Disputed mark was filed on March 2, 2011 by a Japanese business entity, designating shoes in class 25 and registered on August 5, 2011 (Registration no. 5430912).
To oppose the registration, on October 18, 2011, Adidas AG filed an opposition against disputed mark based on Article 43bis of the Trademark. But the Opposition Board of JPO overruled the opposition and decided to admit registration of disputed mark on June 27, 2012. Four years later, Adidas AG filed an invalidation appeal with an attempt to retroactively null disputed mark based on Article 4(1)(xv), 46(1)(i) of the Trademark Law.
The Japan Trademark Law provides where a trademark has been registered for five years or more, an invalidation appeal based on Article 4(1)(xv) shall be dismissed unless the trademark was aimed for registration with a fraudulent purpose.

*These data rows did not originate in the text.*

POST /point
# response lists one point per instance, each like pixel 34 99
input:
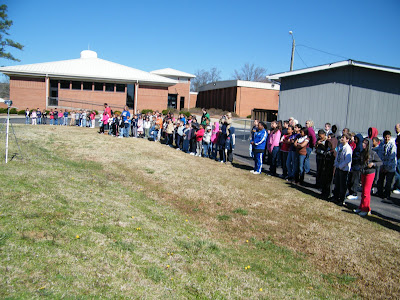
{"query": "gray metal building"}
pixel 349 93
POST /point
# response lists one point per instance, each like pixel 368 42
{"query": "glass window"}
pixel 109 87
pixel 54 83
pixel 98 86
pixel 76 85
pixel 130 95
pixel 64 84
pixel 120 88
pixel 87 85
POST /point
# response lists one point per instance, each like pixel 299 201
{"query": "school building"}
pixel 259 99
pixel 88 82
pixel 349 93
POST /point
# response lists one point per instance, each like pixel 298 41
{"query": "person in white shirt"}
pixel 343 166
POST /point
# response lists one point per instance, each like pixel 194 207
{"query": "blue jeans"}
pixel 291 164
pixel 206 149
pixel 274 159
pixel 126 130
pixel 258 160
pixel 307 160
pixel 185 146
pixel 396 185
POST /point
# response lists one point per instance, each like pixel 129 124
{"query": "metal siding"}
pixel 320 103
pixel 374 98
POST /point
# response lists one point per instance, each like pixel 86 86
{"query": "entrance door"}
pixel 172 100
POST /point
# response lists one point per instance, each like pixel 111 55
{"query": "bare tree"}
pixel 203 77
pixel 5 43
pixel 5 87
pixel 249 72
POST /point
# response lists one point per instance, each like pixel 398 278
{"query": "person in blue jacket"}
pixel 259 142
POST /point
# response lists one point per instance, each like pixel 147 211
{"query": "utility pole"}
pixel 293 47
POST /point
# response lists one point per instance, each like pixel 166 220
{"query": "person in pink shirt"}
pixel 104 121
pixel 107 110
pixel 199 140
pixel 60 117
pixel 214 140
pixel 273 146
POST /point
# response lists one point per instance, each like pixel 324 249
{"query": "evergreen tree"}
pixel 5 25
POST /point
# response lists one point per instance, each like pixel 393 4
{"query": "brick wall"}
pixel 28 92
pixel 152 97
pixel 183 90
pixel 116 100
pixel 250 98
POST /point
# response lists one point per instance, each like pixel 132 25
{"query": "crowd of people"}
pixel 344 160
pixel 347 163
pixel 82 118
pixel 185 133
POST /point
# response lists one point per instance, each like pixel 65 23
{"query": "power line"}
pixel 301 58
pixel 323 51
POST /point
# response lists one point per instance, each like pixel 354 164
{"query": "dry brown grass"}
pixel 334 240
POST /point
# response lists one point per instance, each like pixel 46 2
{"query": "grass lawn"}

It is imagined that the provision urged Adidas to take an invalidation action eventually since the appeal date is just one week before a lapse of five years from registration.

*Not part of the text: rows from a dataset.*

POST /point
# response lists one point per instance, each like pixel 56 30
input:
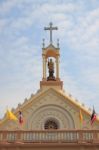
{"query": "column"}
pixel 44 67
pixel 57 67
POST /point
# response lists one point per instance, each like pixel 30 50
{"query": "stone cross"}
pixel 50 28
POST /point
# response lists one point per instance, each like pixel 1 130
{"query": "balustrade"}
pixel 50 136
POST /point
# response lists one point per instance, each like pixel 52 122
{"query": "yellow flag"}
pixel 11 116
pixel 80 116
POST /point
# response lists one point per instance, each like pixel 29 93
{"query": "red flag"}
pixel 93 116
pixel 20 117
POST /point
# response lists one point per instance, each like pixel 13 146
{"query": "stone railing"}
pixel 50 136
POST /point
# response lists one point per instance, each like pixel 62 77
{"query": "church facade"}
pixel 51 116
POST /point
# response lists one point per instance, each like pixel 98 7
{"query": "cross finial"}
pixel 50 28
pixel 43 43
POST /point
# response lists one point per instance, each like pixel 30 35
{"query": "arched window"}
pixel 50 124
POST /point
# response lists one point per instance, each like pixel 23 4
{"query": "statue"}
pixel 51 70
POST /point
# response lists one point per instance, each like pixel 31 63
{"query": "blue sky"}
pixel 21 33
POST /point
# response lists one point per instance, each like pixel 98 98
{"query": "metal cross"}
pixel 50 28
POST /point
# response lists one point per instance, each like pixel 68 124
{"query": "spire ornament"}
pixel 51 28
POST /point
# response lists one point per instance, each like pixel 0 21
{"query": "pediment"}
pixel 50 103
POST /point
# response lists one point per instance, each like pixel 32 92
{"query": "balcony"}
pixel 50 136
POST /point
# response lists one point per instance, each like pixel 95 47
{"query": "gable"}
pixel 53 105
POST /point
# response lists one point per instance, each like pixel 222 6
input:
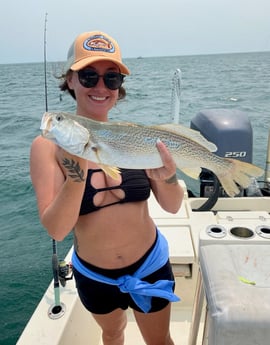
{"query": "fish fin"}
pixel 113 172
pixel 192 172
pixel 239 173
pixel 188 133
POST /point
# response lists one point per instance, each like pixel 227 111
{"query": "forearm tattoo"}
pixel 74 170
pixel 172 180
pixel 75 241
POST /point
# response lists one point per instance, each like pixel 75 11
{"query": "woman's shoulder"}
pixel 42 147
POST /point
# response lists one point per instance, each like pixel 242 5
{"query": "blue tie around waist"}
pixel 140 291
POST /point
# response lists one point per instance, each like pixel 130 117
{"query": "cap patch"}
pixel 99 43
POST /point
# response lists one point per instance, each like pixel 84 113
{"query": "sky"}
pixel 142 27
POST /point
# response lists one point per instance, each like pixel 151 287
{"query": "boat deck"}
pixel 185 232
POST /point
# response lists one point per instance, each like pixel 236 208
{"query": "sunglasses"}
pixel 89 78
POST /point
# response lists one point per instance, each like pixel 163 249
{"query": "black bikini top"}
pixel 135 185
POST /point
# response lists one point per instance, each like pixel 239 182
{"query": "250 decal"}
pixel 236 154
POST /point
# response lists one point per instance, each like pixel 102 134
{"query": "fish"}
pixel 114 145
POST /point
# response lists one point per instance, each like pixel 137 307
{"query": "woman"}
pixel 116 243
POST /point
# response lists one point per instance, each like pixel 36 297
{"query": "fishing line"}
pixel 55 266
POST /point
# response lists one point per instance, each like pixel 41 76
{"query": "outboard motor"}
pixel 230 130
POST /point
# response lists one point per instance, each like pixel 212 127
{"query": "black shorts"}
pixel 101 298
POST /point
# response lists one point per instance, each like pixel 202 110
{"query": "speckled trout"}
pixel 115 145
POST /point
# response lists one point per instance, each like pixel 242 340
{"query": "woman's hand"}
pixel 167 173
pixel 164 182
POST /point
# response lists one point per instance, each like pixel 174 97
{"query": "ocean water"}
pixel 231 81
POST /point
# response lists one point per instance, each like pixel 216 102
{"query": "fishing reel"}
pixel 65 272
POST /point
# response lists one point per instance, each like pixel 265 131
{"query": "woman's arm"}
pixel 164 182
pixel 59 188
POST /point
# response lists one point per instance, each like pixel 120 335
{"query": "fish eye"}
pixel 59 117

Adidas AG repeatedly argued a likelihood of confusion between Adidas’ famous 3-stripe design and disputed mark because of a high degree of popularity and reputation of 3-stripe design as a source indicator of Adidas sportswear and sports shoes, visual resemblance between the marks.
The Board found that:
- Adidas’ 3-stripe design has acquired a substantial degree of reputation well before the filing date of disputed mark as a result of continuous marketing activities in Japan since 1971.
- Occasionally, Adidas promotes shoes depicting various types of 3-stripe design with a slight modification to length, width, angle, outline or color of the stripe.
- Disputed mark gives rise to the same visual impression in the mind of consumers with 3-stripe design by taking account of similar graphical representation consisting of three lines in parallel leaning to the left. Difference in detail is negligible since it can be perceived as a variation of Adidas shoes given actual business circumstances.
Based on the above findings, the Board concluded that relevant consumers and traders are likely to confuse shoes using disputed mark with Adidas’ famous 3-stripe design or misconceive a source from any entity systematically or economically connected with Adidas AG. Thus, disputed mark shall be invalidated in violation of Article 4(1)(xv) of the Trademark Law.